Wirtschaft

Regeln statt Recht des Stärkeren Wem nützt die Globalisierung?

101135856.jpg

(Foto: picture alliance / Mark/EPA/dpa)

Der Befund ist eindeutig: Die Globalisierung sorgt weltweit für Wohlstandsgewinne. Und ebenso eindeutig ist die Warnung der Bertelsmann-Studie. Der Mehrwert muss klug verteilt werden. Auch zwischen den Staaten.

Von der weltweiten Globalisierung haben in den vergangenen knapp 30 Jahren vor allem Industrieländer profitiert. Deren Wirtschaftsleistung legte dabei im Schnitt zwischen 1990 und 2016 um jährlich rund eine Billion Euro pro Jahr zu, wie aus einer entsprechenden Studie der Bertelsmann-Stiftung hervorgeht. "Globalisierung kann eindeutig Wohlstandsgewinne schaffen. Protektionismus ist der falsche Weg", sagte der Vorstandschef der Stiftung, Aart De Geus. Das größte Problem ist indes die aus Sicht der Studienautoren ungleiche Verteilung der Globalisierungsgewinne zwischen Industrie- und Schwellenländern sowie innerhalb einzelner Staaten.

"Wir müssen eine internationale Wirtschaftsordnung fördern, die nicht auf das Recht des Stärkeren, sondern auf gemeinsame, verbindliche Regeln und Standards setzt", sagte die Wirtschaftsexpertin der Bertelsmann Stiftung, Cora Jungbluth. Ein Weg dahin sei eine Wiederbelebung der Handelsrunden der Welthandelsorganisation WTO. So müssten Schwellenländer ihre Märkte öffnen und Industriestaaten ihre Subventionen abbauen. Zudem sollten gerade die hoch entwickelten Staaten die Wohlstandsgewinne besser verteilen. Nur so gehe die Akzeptanz für offene Gesellschaften nicht verloren.

USA im Mittelfeld bei Zugewinnen

Hintergrund dieser Forderungen sind die teils gravierenden Unterschiede der Globalisierungsgewinne pro Einwohner. So haben hier laut dem "Globalisierungsreport 2018" die Schweiz und Japan die höchsten Zuwächse pro Einwohner. Dabei nimmt Deutschland den sechsten Platz ein. Die USA kommen demnach auf den 25 Platz. Am Ende rangieren China und Indien.

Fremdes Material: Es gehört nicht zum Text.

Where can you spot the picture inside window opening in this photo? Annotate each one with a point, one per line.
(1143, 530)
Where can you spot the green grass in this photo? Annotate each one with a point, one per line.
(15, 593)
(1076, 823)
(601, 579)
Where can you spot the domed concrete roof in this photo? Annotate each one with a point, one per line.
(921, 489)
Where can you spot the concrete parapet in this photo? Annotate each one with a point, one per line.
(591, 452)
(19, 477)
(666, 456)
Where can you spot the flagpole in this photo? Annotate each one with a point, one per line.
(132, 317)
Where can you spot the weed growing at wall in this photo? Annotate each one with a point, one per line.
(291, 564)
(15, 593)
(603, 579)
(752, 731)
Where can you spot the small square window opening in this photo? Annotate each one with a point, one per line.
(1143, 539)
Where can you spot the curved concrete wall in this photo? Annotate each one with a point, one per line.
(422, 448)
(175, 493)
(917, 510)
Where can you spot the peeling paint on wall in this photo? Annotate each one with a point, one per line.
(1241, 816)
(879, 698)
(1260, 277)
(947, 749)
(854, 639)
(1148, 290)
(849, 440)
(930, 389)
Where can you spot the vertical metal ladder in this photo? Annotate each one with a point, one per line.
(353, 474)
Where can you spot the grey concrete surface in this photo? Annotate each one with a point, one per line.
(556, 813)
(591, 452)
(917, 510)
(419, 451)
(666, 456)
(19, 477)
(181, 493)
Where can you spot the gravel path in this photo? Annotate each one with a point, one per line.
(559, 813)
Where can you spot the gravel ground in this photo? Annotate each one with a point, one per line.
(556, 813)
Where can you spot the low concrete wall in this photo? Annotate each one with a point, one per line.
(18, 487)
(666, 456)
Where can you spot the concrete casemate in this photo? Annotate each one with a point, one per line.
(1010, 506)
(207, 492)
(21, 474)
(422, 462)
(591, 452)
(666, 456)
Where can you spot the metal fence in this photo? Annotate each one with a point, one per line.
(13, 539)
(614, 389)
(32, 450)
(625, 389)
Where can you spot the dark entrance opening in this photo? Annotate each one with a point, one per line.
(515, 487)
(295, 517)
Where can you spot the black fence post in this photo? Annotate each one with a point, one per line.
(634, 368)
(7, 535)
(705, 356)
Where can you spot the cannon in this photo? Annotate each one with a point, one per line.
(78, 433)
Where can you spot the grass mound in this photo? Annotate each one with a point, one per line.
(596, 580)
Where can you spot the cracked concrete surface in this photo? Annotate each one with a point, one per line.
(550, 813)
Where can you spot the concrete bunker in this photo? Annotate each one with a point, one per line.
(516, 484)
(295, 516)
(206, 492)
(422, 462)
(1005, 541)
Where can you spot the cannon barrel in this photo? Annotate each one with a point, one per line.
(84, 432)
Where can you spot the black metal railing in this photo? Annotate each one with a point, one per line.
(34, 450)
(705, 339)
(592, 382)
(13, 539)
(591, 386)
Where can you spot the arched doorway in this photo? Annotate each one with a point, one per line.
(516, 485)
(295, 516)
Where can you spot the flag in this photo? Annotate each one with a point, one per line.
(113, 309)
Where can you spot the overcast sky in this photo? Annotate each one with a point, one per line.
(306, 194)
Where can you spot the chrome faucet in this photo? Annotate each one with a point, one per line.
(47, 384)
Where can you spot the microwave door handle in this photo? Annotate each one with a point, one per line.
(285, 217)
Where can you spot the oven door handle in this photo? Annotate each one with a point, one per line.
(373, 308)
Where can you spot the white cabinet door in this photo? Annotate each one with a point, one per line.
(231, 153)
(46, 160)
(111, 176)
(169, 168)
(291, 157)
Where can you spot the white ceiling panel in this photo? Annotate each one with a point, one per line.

In Deutschland legte der Erhebung zufolge das Bruttoinlandsprodukt zwischen 1990 und 2016 von 21.940 Euro pro Einwohner auf 30.910 Euro zu. Ohne die Effekte der Globalisierung wären es indes nur 29.640 Euro gewesen. Daraus errechnen die Experten einen Globalisierungsgewinn von 1270 Euro pro Einwohner. Bei Spitzenreiter Schweiz waren es sogar 1900 pro Kopf. Die USA verzeichnen ein Plus von weniger als 500 Euro pro Kopf. Bei den Schusslichtern China und Indien sind es 80 und 20 Euro.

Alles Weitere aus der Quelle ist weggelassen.